Academic journal article The Hastings Center Report

Every Child Is Priceless: Debating Effective Newborn Screening Policy

Academic journal article The Hastings Center Report

Every Child Is Priceless: Debating Effective Newborn Screening Policy

Article excerpt

To the Editor: "Ethics, Evidence, and Cost in Newborn Screening," by Mary Ann Baily and Thomas H. Murray, and "Expanding Newborn Screening: Process, Policy and Priorities," by Virginia Moyer, Ned A. Calonge, Steven M. Teutsch, and Jeffrey Botkin (May-June 2008) raise significant questions, but I will identify only a few that to me appear most important.

Baily and Murray are very critical of the decision-making process reflected in the report issued by the American College of Medical Genetics, but some of their comments suggest that they have not carefully reviewed the report, which is over three hundred pages. For example, although the experts who drafted this report felt that benefit from newborn screening should be considered more expansively, all of the conditions recommended by the ACMG report for the core panel are serious conditions, and all are judged to benefit from specific, traditional treatments. No condition was added because of the expanded benefit espoused in the group's recommendations. In reaching these conclusions, the broadly based panel reviewed what published information exists (due to the rarity of the conditions), as well as expert opinions. It is particularly unfortunate that these authors have singled out the expansion of the excellent newborn screening panel in Mississippi and positioned this discussion in a fashion that could suggest that this expansion might have been related to the increase in infant mortality because scarce resources have been allocated to newborn screening.

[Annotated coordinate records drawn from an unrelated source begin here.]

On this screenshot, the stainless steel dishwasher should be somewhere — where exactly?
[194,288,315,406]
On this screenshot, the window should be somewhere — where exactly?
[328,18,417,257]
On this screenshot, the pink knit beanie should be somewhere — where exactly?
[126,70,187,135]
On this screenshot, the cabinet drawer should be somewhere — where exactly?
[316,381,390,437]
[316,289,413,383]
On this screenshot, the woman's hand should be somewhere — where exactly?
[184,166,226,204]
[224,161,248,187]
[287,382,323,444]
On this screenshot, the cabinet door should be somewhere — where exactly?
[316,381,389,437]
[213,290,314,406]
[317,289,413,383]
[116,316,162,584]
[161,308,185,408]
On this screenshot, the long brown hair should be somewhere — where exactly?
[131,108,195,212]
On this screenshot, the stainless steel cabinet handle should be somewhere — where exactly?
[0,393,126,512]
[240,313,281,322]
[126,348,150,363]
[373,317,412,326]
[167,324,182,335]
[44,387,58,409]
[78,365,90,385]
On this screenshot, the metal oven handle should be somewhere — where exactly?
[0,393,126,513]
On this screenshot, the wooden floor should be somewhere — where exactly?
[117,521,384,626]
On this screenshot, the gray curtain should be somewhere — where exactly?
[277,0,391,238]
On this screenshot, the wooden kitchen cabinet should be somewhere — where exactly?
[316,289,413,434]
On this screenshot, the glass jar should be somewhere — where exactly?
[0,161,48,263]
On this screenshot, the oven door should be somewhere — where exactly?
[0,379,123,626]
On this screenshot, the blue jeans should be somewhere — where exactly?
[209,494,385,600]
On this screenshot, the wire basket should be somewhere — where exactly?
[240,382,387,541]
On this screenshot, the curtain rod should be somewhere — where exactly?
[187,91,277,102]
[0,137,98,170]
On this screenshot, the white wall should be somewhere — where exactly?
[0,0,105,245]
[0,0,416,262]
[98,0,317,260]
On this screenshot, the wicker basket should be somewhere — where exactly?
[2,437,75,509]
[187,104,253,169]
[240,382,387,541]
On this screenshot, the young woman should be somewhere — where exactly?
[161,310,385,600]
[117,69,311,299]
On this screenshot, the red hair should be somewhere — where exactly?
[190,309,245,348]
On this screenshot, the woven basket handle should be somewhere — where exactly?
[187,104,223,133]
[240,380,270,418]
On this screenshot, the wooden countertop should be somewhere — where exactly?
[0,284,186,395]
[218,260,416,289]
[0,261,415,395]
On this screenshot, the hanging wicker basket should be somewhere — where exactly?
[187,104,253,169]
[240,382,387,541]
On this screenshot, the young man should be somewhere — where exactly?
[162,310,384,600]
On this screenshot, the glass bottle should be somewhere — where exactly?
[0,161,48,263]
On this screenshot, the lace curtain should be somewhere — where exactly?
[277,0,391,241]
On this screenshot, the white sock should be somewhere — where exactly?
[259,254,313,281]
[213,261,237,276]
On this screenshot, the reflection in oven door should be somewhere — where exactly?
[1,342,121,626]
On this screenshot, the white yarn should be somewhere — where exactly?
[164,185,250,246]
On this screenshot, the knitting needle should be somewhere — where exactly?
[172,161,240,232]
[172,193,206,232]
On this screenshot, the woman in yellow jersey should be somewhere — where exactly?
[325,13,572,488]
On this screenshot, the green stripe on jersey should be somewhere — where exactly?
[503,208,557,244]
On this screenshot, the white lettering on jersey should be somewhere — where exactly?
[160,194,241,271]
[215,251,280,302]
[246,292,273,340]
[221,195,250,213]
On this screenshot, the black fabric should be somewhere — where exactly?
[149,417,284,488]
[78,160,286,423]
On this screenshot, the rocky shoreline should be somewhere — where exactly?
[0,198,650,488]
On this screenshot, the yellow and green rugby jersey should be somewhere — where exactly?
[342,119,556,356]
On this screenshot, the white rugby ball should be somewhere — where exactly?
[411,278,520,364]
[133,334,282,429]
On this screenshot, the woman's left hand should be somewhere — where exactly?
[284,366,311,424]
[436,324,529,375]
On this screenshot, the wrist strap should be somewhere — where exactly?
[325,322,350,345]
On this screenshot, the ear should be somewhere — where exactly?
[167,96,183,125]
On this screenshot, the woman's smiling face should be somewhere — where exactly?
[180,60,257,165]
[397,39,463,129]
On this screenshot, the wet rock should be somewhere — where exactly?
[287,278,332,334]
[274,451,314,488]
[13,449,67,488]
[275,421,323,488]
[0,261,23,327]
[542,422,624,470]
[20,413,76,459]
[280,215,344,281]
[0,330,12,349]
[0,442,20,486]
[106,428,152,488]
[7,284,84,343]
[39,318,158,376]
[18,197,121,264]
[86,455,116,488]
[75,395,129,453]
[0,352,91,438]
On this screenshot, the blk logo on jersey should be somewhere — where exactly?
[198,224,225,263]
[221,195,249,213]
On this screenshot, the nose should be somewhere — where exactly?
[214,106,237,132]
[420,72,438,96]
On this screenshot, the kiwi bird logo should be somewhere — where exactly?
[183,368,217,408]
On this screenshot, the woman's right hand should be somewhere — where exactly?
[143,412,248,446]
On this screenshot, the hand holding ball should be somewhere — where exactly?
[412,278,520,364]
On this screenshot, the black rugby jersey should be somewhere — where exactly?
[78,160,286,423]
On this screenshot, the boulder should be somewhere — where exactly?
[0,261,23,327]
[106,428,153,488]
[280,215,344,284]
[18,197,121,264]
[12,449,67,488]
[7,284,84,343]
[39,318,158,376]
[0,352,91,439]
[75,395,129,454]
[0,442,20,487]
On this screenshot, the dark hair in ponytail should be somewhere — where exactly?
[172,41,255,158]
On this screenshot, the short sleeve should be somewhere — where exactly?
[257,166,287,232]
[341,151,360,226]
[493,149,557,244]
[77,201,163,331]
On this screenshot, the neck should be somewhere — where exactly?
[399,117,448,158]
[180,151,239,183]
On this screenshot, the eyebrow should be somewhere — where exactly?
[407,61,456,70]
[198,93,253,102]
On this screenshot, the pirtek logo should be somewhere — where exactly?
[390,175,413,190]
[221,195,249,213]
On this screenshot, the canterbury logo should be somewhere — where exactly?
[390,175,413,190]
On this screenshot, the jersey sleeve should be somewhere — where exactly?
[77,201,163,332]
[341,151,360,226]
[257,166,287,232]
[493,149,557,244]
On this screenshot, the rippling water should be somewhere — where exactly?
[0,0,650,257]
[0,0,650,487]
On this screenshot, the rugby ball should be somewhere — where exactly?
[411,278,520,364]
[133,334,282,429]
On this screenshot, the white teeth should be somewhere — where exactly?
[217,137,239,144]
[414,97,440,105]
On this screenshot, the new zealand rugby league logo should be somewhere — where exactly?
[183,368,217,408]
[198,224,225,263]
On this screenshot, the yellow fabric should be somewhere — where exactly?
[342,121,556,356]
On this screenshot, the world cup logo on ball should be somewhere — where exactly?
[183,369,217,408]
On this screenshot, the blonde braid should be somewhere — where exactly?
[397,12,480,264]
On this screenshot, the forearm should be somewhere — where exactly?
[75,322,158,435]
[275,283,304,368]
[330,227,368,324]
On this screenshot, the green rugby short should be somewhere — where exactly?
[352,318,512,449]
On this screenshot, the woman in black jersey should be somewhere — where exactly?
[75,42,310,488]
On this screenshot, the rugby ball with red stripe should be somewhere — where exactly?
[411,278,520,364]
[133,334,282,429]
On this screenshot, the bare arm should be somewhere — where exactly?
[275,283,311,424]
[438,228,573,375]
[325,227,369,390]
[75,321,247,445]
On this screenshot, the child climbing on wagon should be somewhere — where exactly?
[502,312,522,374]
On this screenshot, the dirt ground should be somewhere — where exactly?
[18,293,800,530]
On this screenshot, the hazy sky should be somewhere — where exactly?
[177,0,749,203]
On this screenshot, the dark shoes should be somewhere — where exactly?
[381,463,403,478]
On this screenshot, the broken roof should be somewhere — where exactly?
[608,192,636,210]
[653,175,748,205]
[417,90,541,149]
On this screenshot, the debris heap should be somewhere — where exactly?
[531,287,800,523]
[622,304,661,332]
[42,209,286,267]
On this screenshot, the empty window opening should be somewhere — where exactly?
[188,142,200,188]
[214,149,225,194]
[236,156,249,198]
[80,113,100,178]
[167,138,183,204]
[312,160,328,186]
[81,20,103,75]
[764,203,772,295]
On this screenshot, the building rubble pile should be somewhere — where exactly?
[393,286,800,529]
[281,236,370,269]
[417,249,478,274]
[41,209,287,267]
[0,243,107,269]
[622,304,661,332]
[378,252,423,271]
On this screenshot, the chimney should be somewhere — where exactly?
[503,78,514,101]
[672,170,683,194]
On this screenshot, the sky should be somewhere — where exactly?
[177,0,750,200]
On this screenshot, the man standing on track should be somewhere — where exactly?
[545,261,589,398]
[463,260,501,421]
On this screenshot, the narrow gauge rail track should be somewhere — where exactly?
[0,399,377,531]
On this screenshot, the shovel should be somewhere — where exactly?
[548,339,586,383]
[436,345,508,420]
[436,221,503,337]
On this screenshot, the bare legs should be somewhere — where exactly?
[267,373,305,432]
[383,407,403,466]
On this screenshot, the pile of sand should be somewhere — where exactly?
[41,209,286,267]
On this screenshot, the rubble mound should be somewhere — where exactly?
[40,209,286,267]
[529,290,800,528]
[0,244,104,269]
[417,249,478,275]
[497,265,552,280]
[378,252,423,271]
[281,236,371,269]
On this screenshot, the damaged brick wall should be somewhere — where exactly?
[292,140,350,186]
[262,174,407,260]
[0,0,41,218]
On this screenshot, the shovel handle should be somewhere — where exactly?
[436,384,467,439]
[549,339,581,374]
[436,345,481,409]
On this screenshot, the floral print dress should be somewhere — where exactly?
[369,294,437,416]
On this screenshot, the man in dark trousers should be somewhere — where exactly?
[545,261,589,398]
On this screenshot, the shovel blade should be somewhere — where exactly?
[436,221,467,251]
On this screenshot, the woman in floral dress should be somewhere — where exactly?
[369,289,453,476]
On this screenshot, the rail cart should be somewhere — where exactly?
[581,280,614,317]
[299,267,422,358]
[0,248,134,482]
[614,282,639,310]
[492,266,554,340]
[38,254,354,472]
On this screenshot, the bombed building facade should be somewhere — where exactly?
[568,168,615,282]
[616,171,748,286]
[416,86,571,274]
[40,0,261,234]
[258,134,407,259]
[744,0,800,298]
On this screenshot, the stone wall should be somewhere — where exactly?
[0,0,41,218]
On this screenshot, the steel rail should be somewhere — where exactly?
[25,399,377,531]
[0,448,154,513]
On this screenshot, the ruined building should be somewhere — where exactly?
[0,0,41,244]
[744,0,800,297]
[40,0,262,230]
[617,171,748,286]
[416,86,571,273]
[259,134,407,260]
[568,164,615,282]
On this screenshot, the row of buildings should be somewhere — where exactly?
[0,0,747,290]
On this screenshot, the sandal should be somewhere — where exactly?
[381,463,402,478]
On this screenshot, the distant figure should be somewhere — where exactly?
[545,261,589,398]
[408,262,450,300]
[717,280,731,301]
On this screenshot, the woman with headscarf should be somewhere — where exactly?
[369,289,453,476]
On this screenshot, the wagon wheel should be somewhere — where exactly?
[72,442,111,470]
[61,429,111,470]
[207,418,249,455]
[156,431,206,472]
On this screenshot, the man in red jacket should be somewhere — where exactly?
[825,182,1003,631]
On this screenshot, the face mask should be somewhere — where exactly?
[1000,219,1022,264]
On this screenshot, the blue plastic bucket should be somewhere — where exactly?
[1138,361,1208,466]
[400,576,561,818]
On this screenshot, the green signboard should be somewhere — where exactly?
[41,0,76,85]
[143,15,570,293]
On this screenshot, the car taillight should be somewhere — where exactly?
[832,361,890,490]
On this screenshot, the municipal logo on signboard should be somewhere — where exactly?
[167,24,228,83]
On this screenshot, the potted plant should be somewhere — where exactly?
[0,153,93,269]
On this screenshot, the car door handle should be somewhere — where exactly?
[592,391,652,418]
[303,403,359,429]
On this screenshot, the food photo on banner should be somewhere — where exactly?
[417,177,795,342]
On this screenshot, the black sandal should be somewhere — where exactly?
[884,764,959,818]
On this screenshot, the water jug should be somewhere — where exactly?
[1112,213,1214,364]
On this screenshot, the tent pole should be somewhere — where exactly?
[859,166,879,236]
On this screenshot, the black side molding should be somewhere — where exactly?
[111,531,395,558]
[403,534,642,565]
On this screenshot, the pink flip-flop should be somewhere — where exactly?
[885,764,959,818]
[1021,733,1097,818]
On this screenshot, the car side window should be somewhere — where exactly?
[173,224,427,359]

Baily and Murray's review of the very complex cost accounting of newborn screening is not enlightening. One cannot put a price on the life of an infant saved by early identification and treatment of MCADD deficiency. Infants with other illnesses who are not identified as newborns and become seriously ill prior to diagnosis are commonly hospitalized and generate enormous expenses for treatment. And although not well documented, the long-term follow-up treatments of diagnosed children are probably similar to the costs of repeated hospitalizations of undiagnosed infants under treatment--excepting, of course, those who die early without treatment.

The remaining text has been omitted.